ERBIL, Kurdistan Region - The body of a fighter associated with a Kurdish Iranian opposition group was found in Erbil stabbed and shot with a pistol amidst increasing threats by the Islamic Republic of Iran against Kurdish groups based in the Kurdistan Region.
The killing of the member of Kurdistan Freedom Party (PAK) comes one day after a unit of Kurdish opposition group clashed with the Iranian security forces in Baneh city in western Iran (Rojhelat), killing two members of the latter and wounding at least two others.
Adib Khaldyan, a leadership member of the PAK, identified the member to Rudaw as Soran Mohammadzadeh and stated that he was a member of the secret committees of the party inside Iran. The official refused to divulge any more information about the incident.
The IRGC Intelligence and Iran's Ministry of Intelligence have in the past carried out a number of assassinations in Erbil and Sulaimania province.
"We are waiting for the security forces' investigation to determine how the incident occurred," Khaldyan said.
He also said “they are certain” that Iran is behind the killing of their member “as they have carried out similar operations in the past.”

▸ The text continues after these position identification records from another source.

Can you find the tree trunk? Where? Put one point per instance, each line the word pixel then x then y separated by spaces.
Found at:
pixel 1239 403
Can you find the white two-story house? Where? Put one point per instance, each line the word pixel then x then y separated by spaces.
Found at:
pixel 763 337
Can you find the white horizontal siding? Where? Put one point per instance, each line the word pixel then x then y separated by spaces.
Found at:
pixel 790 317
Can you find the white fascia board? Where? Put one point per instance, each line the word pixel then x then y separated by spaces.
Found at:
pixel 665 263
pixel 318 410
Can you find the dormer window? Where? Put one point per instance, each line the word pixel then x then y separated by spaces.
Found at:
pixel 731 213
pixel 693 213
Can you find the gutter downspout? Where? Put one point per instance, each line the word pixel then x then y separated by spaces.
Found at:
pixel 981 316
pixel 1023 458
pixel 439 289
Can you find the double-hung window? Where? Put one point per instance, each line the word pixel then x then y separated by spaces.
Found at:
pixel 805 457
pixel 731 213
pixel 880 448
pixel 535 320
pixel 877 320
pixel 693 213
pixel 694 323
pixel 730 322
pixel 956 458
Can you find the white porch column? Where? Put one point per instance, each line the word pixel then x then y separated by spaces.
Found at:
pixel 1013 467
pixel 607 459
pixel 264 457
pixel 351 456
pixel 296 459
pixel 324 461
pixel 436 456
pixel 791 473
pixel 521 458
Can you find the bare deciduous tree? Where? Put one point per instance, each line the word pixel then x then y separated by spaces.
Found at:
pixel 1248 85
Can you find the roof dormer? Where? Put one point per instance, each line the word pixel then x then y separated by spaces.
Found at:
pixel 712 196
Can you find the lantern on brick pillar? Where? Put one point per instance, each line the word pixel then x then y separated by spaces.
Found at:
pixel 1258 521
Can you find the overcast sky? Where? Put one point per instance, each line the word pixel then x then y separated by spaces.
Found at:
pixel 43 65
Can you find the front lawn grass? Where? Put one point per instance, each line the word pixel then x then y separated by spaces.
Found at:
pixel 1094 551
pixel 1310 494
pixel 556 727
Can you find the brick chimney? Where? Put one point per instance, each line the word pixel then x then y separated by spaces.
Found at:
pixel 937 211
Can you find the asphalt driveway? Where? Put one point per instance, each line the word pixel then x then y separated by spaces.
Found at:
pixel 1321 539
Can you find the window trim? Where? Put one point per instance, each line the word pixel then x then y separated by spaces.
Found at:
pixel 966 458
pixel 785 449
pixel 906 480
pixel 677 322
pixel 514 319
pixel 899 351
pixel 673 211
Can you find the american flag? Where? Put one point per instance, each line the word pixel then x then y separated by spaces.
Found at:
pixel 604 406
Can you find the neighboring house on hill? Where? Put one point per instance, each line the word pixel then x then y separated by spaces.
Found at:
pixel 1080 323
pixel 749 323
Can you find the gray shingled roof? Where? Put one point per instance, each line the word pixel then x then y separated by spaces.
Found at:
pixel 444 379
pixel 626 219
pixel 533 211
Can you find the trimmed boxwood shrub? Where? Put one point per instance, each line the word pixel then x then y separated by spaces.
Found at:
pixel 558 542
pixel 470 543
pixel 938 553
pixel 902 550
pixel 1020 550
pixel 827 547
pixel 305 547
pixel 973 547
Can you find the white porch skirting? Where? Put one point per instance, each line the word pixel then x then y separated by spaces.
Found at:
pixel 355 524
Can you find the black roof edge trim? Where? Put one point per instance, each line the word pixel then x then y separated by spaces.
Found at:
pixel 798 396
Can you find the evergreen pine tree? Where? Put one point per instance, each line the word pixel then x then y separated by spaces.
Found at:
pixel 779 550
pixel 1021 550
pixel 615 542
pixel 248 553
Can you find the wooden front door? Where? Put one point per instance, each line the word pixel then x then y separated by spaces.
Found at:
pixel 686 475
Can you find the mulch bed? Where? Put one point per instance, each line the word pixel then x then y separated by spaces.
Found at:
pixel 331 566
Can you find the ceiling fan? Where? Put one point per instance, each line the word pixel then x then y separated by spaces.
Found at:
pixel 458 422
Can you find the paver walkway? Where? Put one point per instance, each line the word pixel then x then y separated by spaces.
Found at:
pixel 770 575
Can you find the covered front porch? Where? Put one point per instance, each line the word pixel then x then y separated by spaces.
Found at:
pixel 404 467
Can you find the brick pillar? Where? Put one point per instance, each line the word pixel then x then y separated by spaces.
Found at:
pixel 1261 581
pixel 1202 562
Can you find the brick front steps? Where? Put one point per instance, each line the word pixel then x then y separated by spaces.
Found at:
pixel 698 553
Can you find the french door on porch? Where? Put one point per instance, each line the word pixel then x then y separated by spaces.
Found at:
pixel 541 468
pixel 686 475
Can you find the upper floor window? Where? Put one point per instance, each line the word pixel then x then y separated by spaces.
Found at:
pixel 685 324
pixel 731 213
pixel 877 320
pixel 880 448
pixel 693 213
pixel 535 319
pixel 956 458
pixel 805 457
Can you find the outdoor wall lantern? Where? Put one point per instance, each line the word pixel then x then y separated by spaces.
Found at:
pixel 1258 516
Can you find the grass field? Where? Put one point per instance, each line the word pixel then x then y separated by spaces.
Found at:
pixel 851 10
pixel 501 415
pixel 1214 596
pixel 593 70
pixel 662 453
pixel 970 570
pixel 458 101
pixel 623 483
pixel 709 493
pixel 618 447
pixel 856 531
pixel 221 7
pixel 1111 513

Iran labels the Kurdish dissent groups as "separatists" and “terrorist,” justifying targeted assassinations by on-the-ground operations as well as drone and missile attacks against them in the Kurdistan Region and abroad.

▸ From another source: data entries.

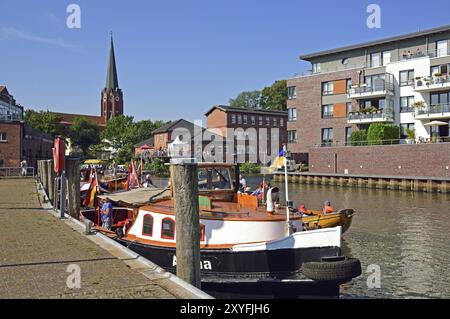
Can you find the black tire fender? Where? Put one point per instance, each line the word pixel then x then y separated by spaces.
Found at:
pixel 333 270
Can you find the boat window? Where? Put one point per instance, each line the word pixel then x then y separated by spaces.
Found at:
pixel 147 226
pixel 168 228
pixel 214 178
pixel 202 232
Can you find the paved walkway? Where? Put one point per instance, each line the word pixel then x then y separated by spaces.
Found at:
pixel 36 249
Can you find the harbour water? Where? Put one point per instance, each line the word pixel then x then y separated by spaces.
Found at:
pixel 406 234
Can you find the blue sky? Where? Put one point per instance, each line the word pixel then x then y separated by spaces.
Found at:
pixel 178 58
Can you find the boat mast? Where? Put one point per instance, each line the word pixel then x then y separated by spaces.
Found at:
pixel 288 222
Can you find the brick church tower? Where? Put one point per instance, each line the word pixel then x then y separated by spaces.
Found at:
pixel 112 97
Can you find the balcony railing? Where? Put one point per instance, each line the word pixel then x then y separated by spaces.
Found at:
pixel 435 109
pixel 10 117
pixel 432 82
pixel 371 117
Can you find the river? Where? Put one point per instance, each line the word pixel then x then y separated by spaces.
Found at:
pixel 405 234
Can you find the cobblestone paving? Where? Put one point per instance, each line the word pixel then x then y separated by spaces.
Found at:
pixel 36 249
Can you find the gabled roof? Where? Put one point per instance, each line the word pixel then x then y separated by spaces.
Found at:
pixel 226 108
pixel 148 142
pixel 67 118
pixel 180 123
pixel 408 36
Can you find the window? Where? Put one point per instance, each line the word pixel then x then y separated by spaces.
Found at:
pixel 327 88
pixel 316 67
pixel 442 48
pixel 292 137
pixel 441 99
pixel 349 85
pixel 292 92
pixel 147 225
pixel 348 133
pixel 407 78
pixel 406 103
pixel 403 128
pixel 168 228
pixel 292 115
pixel 386 57
pixel 202 232
pixel 375 59
pixel 327 136
pixel 348 108
pixel 327 111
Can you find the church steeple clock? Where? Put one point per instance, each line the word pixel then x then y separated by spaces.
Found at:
pixel 112 97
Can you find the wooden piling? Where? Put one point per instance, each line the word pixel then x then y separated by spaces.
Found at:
pixel 185 191
pixel 73 186
pixel 51 180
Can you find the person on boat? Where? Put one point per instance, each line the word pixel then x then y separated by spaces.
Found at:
pixel 242 183
pixel 107 214
pixel 327 208
pixel 148 181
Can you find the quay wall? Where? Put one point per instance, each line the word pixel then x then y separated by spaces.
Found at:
pixel 416 160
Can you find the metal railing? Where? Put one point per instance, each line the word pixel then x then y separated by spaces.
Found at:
pixel 401 141
pixel 434 109
pixel 10 117
pixel 431 80
pixel 380 115
pixel 17 171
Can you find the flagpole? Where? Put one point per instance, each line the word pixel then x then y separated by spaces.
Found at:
pixel 287 191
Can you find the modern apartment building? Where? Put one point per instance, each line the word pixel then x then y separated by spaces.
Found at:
pixel 403 80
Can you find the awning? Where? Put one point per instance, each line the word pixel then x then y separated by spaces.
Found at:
pixel 137 197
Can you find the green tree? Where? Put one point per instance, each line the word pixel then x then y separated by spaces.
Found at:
pixel 247 99
pixel 84 134
pixel 45 121
pixel 274 97
pixel 123 133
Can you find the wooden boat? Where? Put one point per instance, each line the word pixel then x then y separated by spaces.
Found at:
pixel 320 220
pixel 238 238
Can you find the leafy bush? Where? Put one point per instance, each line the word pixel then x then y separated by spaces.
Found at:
pixel 379 134
pixel 250 168
pixel 358 138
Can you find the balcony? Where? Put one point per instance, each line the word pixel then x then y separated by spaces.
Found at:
pixel 379 89
pixel 432 83
pixel 367 117
pixel 436 111
pixel 10 117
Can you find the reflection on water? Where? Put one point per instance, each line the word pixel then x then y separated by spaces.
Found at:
pixel 405 233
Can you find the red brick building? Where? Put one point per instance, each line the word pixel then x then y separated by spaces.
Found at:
pixel 18 141
pixel 268 126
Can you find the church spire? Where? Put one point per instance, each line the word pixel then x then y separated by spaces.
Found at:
pixel 111 77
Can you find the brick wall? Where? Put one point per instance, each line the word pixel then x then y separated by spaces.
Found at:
pixel 10 150
pixel 308 103
pixel 427 160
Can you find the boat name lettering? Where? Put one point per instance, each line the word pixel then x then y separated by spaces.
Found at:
pixel 204 264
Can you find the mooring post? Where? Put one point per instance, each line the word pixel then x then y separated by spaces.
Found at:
pixel 51 180
pixel 73 186
pixel 185 194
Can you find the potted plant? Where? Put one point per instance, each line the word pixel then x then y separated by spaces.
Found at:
pixel 410 136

One of the most visible operations in Erbil attributed to Iran include murdering Siamand Shaboi in 2023 and Mousa Babakhani in 2021.

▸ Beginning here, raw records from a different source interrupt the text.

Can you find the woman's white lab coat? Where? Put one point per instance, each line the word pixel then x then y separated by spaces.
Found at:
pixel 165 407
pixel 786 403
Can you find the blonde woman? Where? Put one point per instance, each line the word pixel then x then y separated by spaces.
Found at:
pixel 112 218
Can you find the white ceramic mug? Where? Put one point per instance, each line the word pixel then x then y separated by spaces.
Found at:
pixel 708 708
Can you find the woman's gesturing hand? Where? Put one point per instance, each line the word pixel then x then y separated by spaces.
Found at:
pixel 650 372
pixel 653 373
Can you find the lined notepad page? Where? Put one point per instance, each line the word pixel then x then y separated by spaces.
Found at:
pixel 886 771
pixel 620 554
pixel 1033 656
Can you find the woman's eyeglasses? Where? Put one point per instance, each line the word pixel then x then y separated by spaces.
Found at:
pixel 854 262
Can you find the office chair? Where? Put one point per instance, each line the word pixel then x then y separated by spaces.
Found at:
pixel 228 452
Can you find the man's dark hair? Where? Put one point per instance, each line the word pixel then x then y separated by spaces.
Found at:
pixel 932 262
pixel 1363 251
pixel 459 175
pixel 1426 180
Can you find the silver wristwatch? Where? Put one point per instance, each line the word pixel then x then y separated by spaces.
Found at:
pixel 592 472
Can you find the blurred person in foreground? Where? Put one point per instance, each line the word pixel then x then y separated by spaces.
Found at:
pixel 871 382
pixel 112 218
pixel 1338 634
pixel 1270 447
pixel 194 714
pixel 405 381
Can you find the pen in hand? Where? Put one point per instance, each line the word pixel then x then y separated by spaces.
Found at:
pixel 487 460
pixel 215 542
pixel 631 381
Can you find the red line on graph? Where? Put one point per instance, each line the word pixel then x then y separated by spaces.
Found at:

Both being members of the Kurdistan Democratic Party of Iran (KDPI), their bodies suffered injuries associated with torture being shot, according to seperate reports on their death by the Oslo-based Hengaw Organization for monitoring the status of human rights in Iran.
Hengaw has also reported murdering other members of the Iranian Kurdish opposition groups in Sulaimani, including Behruz Rahimi in 2022, who was linked to the Free Life Party of Kurdistan (PJAK) and was shot by unidentified gunmen in his car on the outskirts of the city.
Furthermore, Tehran is also accused of assassinating high-tier Kurdish politicians in Europe. Most prominent examples are the killing of KDPI’s leader Abdul Rahman Ghassemlou in Vienna in 1989 and his successor Sadegh Sharafkani in Berlin in 1992.
Following the assassinations of Sharafkandi and his aides, a German federal court explicitly ruled that the assassinations were ordered directly by the highest echelons of the Iranian state.
This resulted in a major international diplomatic crisis, leading European Union nations to temporarily recall their ambassadors from Tehran.